Cloudflare ha annunciato il passaggio della sua rete di distribuzione dei contenuti all'utilizzo del proxy Pingora, scritto in Rust. Il nuovo proxy ha sostituito la configurazione basata su server NGINX con script Lua e gestisce oltre un trilione di richieste al giorno. Si segnala che il passaggio a un proxy specializzato ha permesso non solo di implementare nuove funzionalità e aumentare la sicurezza grazie a una gestione della memoria sicura, ma ha anche portato a un significativo aumento delle prestazioni e al risparmio di risorse: la soluzione basata su Pingora richiede il 70% in meno di risorse CPU e il 67% in meno di memoria per gestire lo stesso volume di traffico.
Per lungo tempo, il sistema di proxying del traffico tra gli utenti e i finali server basato su NGINX e script Lua ha soddisfatto le esigenze di Cloudflare, ma con la crescita della rete e l'aumento della sua complessità, la soluzione universale si è rivelata insufficiente sia in termini di prestazioni sia a causa delle limitazioni in termini di scalabilità e implementazione di nuove funzionalità per i clienti. In particolare, sono emerse difficoltà nell'aggiungere funzionalità che andassero oltre un semplice gateway e bilanciatore di carico. Ad esempio, si è rivelata necessaria, in caso di errore nel trattamento della richiesta, server reindirizzare nuovamente la richiesta a un altro server, fornendo un diverso set di intestazioni HTTP.
Invece di un'architettura con la suddivisione delle richieste in singoli processi gestori (worker), Pingora utilizza un modello multithreading, che negli scenari di utilizzo di Cloudflare (alta concentrazione di traffico da diversi siti con un grande spostamento statistico) ha dimostrato una distribuzione delle risorse più efficace tra i core CPU. In particolare, l'assegnazione di richieste non bilanciate a processi in nginx portava a un carico sbilanciato sui core CPU, di conseguenza, richieste ad alta intensità di risorse e input/output bloccanti rallentavano l'elaborazione di altre richieste. Inoltre, l'assegnazione di un pool di connessioni a processi gestori non permetteva di riutilizzare connessioni già stabilite da altri processi gestori, il che riduceva l'efficienza del lavoro con un numero elevato di processi gestori.
NGINX:

Pingora:

L'implementazione di Pingora ha permesso di ridurre 160 volte il numero di operazioni per l'installazione di nuove connessioni e di aumentare la proporzione di richieste riutilizzabili dall'87,1% al 99,92%. Oltre alla riduzione delle connessioni ripetute e a un utilizzo più efficiente dei core CPU, l'aumento delle prestazioni del nuovo proxy è stato principalmente facilitato dall'eliminazione dei gestori lenti scritti in Lua utilizzati con nginx.
Il linguaggio Rust è stato scelto per la sua capacità di offrire elevate prestazioni con la combinazione di strumenti per garantire un uso sicuro della memoria. Si segnala che, nonostante l'alta qualificazione degli ingegneri di Cloudflare e la revisione del codice scritto in C, non si è riusciti a evitare errori che portano a problemi di memoria (ad esempio, una vulnerabilità nel parser HTML). Per quanto riguarda il nuovo codice, sono stati riportati casi di parsing di errori in Pingora, causati non da problemi nell'applicazione, ma da un errore nel kernel Linux e da guasti hardware.
Inoltre, si può evidenziare il commento di Linus Torvalds riguardo all'inclusione del supporto per il linguaggio Rust nel kernel Linux, espresso alla conferenza Open-Source Summit Europe in corso.

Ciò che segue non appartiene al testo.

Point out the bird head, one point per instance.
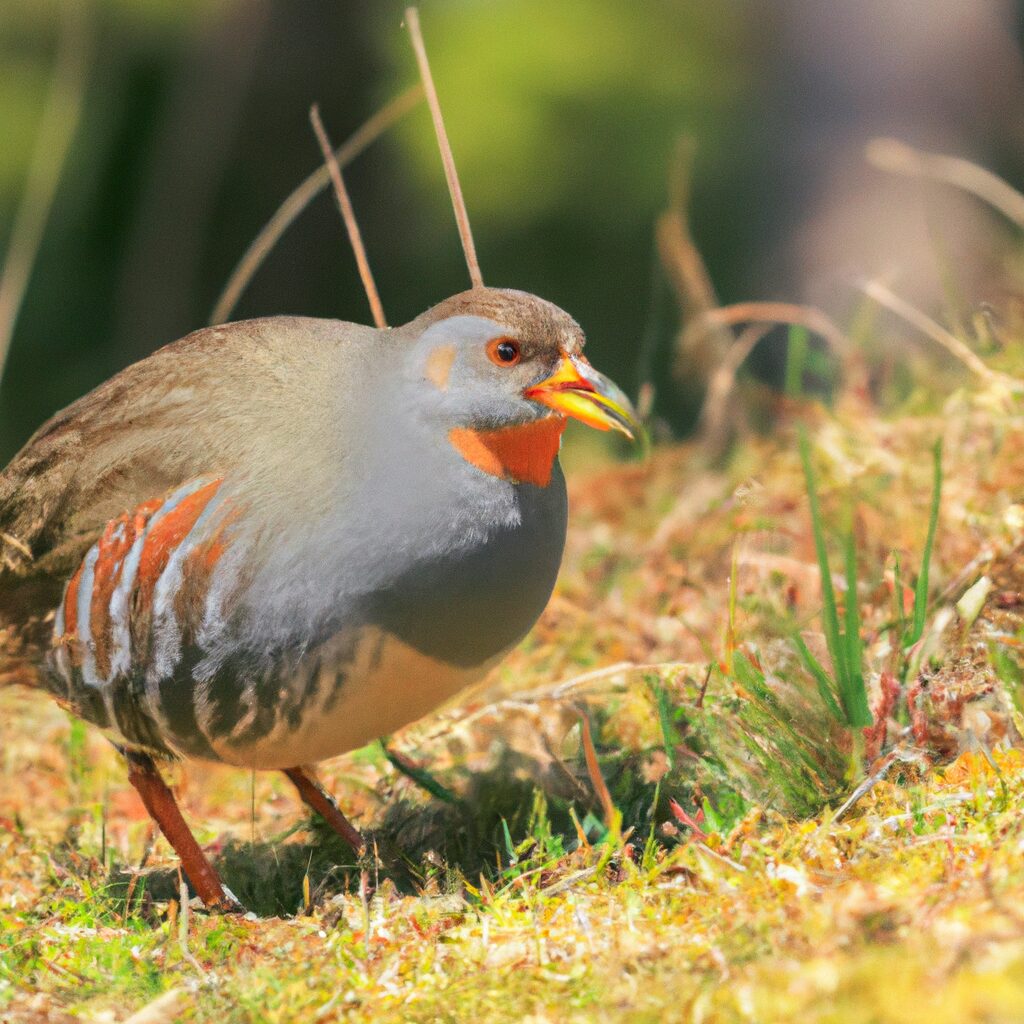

Nei patch del kernel 6.0 non sono state incluse le patch per lo sviluppo di driver di dispositivi scritti in Rust, ma secondo Linus, saranno probabilmente accettate nel kernel 6.1, non ha intenzione di ritardare l'integrazione. Tra le motivazioni per aggiungere il supporto a Rust, oltre al suo impatto positivo sulla sicurezza, Linus menziona anche la possibilità di aumentare l'interesse dei nuovi partecipanti nel lavorare sul kernel, cosa rilevante considerando il pensionamento dei veterani.